Little knowledge is dangerous! knowledge is the most powerful tool. To me, they need to inform themselves before they discriminate. Work on their own demons before being concerned about mine. Overall, they should get themselves lives and forget about what doesn’t concern them.
• What’s the best advise would you give to the LGBTI individuals who want to come out the closet but scared?
Educate yourself and gather ammunition before you fully come out.
Assess the family you have, the community and find support for when it doesn’t go well for you. I had my struggles, learned from them. I t’s totally ok to make mistakes, take them as a step towards a better you.

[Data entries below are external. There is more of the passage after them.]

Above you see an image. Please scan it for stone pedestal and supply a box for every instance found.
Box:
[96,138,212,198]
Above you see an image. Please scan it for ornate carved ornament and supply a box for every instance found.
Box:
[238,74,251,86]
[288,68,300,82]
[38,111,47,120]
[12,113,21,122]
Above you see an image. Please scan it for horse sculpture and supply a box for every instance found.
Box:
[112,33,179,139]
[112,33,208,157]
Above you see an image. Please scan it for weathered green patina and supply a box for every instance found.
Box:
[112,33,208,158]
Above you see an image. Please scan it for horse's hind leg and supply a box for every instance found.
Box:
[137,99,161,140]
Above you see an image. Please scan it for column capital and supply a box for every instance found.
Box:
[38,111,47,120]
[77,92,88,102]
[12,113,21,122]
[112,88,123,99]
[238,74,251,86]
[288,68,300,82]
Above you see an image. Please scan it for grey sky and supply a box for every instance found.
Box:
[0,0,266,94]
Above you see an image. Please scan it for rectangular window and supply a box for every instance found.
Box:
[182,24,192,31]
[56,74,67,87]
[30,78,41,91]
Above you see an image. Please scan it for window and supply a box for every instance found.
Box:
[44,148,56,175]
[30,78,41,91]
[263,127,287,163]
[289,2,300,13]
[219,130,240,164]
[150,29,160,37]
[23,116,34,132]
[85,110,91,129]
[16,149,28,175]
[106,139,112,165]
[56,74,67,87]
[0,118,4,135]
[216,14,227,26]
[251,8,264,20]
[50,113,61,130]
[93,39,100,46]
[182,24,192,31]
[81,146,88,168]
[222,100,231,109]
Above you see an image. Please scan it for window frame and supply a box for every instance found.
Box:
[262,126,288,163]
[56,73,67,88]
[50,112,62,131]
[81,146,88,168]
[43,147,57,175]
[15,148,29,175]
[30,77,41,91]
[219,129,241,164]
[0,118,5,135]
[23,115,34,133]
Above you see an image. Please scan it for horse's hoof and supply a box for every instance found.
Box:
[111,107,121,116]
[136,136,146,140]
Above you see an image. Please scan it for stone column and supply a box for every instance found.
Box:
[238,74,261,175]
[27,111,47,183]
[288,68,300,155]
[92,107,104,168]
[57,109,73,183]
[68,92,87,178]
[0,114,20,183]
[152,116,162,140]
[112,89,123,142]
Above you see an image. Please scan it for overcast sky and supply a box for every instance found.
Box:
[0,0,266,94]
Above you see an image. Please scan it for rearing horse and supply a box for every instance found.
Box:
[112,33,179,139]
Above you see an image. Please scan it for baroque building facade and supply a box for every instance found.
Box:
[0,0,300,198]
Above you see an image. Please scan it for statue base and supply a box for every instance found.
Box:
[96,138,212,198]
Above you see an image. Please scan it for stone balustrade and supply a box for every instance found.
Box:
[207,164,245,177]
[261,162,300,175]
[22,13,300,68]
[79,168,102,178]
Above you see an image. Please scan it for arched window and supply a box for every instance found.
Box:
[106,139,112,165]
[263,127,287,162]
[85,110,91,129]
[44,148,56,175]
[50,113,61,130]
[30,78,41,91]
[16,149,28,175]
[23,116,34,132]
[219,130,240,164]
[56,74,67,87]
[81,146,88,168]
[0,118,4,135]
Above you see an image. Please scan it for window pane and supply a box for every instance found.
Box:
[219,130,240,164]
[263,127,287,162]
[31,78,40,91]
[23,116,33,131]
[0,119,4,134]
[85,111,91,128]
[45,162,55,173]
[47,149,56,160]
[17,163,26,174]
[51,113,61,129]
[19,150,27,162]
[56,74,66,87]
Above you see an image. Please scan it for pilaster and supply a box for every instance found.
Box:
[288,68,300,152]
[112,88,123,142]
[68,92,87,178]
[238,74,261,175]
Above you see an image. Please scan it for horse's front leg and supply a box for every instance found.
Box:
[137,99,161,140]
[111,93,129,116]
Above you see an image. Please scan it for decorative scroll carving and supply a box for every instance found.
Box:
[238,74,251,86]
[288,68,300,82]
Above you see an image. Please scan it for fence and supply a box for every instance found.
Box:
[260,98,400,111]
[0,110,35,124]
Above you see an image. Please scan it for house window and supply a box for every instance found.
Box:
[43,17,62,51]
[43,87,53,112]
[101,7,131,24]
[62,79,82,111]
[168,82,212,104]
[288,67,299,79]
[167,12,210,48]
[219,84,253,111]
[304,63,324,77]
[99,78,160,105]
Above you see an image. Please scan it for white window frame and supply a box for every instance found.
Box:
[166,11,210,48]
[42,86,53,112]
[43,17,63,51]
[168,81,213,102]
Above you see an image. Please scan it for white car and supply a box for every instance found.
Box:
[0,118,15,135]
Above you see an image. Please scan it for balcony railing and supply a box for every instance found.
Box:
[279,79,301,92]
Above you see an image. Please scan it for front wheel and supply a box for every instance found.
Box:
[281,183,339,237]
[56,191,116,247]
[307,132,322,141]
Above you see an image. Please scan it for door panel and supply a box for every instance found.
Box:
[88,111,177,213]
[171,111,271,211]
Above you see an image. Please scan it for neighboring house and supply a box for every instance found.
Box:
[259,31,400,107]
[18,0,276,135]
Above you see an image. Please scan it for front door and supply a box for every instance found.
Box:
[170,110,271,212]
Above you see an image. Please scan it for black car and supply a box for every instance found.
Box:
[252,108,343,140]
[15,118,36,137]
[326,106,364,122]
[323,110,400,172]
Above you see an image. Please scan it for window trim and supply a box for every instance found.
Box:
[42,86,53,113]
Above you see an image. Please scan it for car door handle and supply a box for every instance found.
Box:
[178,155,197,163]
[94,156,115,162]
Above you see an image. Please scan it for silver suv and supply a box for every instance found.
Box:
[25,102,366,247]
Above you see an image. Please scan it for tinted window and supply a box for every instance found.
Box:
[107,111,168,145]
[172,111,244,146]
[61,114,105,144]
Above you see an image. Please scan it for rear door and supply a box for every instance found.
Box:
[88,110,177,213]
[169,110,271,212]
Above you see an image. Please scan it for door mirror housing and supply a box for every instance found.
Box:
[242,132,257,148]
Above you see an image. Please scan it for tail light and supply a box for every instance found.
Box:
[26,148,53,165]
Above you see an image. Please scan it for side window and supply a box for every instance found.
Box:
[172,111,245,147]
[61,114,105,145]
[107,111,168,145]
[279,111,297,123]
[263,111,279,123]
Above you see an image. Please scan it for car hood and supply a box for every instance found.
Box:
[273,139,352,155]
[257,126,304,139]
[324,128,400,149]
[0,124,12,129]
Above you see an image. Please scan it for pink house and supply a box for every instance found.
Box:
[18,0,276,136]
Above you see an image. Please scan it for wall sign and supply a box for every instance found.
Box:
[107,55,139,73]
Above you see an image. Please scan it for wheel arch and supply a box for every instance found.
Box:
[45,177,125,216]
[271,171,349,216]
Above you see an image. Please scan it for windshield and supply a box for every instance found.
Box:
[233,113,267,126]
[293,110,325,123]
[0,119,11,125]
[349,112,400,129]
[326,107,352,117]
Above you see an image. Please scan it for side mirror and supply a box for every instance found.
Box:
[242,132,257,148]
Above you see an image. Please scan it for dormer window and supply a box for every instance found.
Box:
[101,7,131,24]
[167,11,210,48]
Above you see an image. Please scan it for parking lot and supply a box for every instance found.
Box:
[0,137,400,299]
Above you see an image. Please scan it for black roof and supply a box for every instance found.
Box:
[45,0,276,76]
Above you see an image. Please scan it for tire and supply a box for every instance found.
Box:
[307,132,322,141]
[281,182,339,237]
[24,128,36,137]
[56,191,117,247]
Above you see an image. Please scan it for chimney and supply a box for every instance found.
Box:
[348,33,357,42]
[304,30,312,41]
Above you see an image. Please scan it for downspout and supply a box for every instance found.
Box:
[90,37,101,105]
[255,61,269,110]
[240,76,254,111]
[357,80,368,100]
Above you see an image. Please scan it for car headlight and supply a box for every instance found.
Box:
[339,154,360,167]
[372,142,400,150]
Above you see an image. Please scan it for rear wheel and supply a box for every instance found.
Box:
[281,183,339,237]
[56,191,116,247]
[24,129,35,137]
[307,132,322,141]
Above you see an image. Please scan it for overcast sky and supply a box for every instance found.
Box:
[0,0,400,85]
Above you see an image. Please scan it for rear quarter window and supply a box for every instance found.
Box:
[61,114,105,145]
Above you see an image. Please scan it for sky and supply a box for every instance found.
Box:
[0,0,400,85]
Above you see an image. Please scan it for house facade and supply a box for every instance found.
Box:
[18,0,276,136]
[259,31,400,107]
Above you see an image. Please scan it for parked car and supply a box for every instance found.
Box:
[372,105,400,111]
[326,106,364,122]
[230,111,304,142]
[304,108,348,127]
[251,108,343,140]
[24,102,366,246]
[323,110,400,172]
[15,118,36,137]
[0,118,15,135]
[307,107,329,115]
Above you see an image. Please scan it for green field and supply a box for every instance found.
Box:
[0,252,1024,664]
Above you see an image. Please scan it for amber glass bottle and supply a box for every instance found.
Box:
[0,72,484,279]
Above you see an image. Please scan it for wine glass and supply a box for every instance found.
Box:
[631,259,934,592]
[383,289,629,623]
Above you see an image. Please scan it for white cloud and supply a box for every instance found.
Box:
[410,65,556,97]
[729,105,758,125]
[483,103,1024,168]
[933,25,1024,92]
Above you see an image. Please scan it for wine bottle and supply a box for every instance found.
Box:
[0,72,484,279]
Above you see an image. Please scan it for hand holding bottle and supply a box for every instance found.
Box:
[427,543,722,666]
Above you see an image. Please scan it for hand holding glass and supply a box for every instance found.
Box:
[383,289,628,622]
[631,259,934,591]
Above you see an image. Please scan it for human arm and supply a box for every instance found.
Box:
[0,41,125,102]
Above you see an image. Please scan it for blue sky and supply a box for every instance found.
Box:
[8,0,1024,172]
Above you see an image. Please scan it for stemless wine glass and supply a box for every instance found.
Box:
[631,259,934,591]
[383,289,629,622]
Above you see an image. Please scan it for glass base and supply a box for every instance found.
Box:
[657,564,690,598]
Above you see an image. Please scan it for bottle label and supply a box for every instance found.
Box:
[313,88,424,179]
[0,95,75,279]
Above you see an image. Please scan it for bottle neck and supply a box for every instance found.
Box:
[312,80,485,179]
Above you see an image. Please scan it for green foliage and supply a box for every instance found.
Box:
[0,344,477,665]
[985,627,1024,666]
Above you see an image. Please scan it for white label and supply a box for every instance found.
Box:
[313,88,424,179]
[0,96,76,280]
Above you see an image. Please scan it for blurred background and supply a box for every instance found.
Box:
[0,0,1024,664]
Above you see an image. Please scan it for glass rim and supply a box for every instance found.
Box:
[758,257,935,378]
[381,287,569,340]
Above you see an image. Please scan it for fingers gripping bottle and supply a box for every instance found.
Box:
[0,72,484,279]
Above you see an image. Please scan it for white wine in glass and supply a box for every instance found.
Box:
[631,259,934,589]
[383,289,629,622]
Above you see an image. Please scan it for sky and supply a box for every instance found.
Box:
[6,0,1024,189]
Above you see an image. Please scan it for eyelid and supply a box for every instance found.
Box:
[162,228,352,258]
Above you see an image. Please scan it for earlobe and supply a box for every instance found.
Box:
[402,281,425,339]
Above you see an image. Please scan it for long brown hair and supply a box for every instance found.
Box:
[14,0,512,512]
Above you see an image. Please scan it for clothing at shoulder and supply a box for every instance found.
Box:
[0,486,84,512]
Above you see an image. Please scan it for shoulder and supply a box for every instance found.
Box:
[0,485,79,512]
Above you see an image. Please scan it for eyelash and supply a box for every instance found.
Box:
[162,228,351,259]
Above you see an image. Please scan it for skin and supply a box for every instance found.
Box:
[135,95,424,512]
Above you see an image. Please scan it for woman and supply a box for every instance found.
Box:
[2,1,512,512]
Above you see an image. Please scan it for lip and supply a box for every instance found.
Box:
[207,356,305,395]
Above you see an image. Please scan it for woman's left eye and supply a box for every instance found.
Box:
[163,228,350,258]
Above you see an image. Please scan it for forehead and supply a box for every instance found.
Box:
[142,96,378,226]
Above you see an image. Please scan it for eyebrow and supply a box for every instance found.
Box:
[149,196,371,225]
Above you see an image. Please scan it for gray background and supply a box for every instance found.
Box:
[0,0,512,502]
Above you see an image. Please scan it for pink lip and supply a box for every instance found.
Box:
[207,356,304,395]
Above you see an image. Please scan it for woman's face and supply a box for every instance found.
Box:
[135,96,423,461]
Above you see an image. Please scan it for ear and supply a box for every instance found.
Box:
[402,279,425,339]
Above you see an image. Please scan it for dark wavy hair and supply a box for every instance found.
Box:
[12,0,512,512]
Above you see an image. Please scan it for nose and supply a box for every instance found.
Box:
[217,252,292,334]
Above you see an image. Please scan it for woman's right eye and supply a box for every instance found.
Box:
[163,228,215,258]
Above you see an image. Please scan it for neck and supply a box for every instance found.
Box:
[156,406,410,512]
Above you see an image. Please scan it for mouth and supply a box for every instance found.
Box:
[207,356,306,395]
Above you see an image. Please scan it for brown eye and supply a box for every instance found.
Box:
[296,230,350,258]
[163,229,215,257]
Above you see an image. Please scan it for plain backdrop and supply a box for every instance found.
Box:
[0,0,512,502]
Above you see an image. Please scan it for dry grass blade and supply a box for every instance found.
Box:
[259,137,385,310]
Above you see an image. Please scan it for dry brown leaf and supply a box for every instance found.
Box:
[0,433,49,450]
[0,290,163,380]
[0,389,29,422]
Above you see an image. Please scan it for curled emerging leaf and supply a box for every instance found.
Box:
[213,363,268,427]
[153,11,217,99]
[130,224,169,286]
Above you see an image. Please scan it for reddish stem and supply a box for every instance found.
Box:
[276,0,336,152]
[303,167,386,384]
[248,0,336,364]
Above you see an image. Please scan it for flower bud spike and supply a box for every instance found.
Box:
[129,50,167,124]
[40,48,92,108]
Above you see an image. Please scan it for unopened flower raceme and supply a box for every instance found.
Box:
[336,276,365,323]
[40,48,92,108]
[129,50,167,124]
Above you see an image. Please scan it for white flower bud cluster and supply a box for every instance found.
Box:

• What challenges do you come across in your career?
Ever since I started working, I had to make my colleagues understand my sexuality. Sometimes, it’s not necessary but it helps. Currently, my struggle is wearing male uniform. Thus disables me to be me, It’s uncomfortable. Worst part it tremendously affect my performance at work.
• Being Gay Does…not mean im a pervert
• Heterosexuals are… Insecure and the most boring sexuality ever.
• Social Networks and Homosexuality…Community connection via libertarians
•Twitter or Facebook – Both.
• Writing or Talking – Talking (debates are my favorites)
• Chubby or Skinny Guys – Skinny but well built.
• Outdoors or Indoors – Outdoors in the outskirts.